The secret to making perfect pie dough is to make sure the ingredients and then the dough itself are very cold.  Baking the chilled pie dough in a hot oven makes the butter melt so that it creates steam inside the baking dough.  That makes the flaky crust we all want!

2½ cups all-purpose flour            
½ teaspoon salt
2 sticks unsalted butter, chilled   
½ cup ice-cold water

Measure the flour and salt into a food processor with the blade.  Cut the ice-cold butter into pat-sized piece and add to the flour mixture.  Press the pulse button on the processor until you see pea-sized pieces of butter mixed in to the flour.  Don’t over mix.  Press the On button of the processor and slowly drizzle the ice-cold water into the feeding tube.  When the dough becomes a ball, stop the machine.
Divide the dough into two equal pieces.  (The dough won’t be smooth.  It’ll be sticky.  That’s okay.)  Place each piece of dough on plastic wrap and press into thick disks.  Wrap the dough in the plastic wrap and chill for at least a half hour before rolling it out.  (Place the other piece of dough in a freezer bag and freeze for another pie. Thaw in the refrigerator before rolling out.)
Remove the dough disk from the fridge.  Lightly flour the counter.  Starting from the center of the disk, gently roll out the dough into a circle that is about 2 inches larger than the dish you plan to use.  Lightly sprinkle with flour as you roll out the dough.  Flip the dough over occasionally for easier rolling.  Before placing it in the 8 or 9-inch tart pan or pie dish, brush the excess flour off with a pastry brush.  (Too much flour on the dough makes it tough.)  Fold the dough in half and place it in the dish.  (Do not stretch the dough because that will make it really shrink.)  Fold the extra dough under or over the edge and crimp.  Prick the dough with a fork on the bottom and sides of the dough.  Place the plastic wrap back over the dish to keep the dough from drying out.  Put the dough in the refrigerator while the oven is preheating.
Preheat the oven to 450F degrees.  Remove the dish from the refrigerator and discard the plastic wrap. Place a piece of foil that is larger than the dough inside the dish and then pour about 2 cups of dried beans into the dish over the foil.  Place the pie dough in the hot oven and set the timer for 12 minutes.  (The weight of the beans keeps the dough from puffing up.)
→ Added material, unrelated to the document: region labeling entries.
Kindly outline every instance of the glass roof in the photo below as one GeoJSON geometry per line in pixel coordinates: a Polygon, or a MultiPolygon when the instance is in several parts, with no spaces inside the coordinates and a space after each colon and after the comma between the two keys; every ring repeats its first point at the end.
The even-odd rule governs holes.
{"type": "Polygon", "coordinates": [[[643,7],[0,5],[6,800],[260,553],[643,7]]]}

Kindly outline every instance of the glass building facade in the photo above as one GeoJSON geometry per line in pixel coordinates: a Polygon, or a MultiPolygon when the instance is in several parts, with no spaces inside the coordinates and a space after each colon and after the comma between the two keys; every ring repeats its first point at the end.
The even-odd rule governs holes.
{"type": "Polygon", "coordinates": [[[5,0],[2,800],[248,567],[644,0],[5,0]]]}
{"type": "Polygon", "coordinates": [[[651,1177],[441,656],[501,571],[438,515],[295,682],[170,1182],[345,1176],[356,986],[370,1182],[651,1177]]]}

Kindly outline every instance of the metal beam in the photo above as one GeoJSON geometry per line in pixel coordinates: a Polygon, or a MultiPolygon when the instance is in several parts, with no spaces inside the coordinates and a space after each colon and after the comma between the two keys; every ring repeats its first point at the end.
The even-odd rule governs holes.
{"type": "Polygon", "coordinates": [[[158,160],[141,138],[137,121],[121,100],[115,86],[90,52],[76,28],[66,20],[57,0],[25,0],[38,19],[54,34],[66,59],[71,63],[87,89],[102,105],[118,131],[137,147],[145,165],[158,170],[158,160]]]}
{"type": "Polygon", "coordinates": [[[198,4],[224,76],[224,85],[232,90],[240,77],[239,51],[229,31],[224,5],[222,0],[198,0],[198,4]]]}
When the timer beeps, carefully remove the foil and beans from the dish.  (Keep the beans in a glass jar and reuse them as pie weights.)  Place the dough back into the oven and continue baking until it is golden brown all over.  Since ovens vary, you will need to check every two minutes or so.  Remove from the oven and allow it to cool on a baking rack.
When the pie dough is cooled, fill it with Pastry Cream with Cognac* and top with your favorite fresh berries or fresh peaches.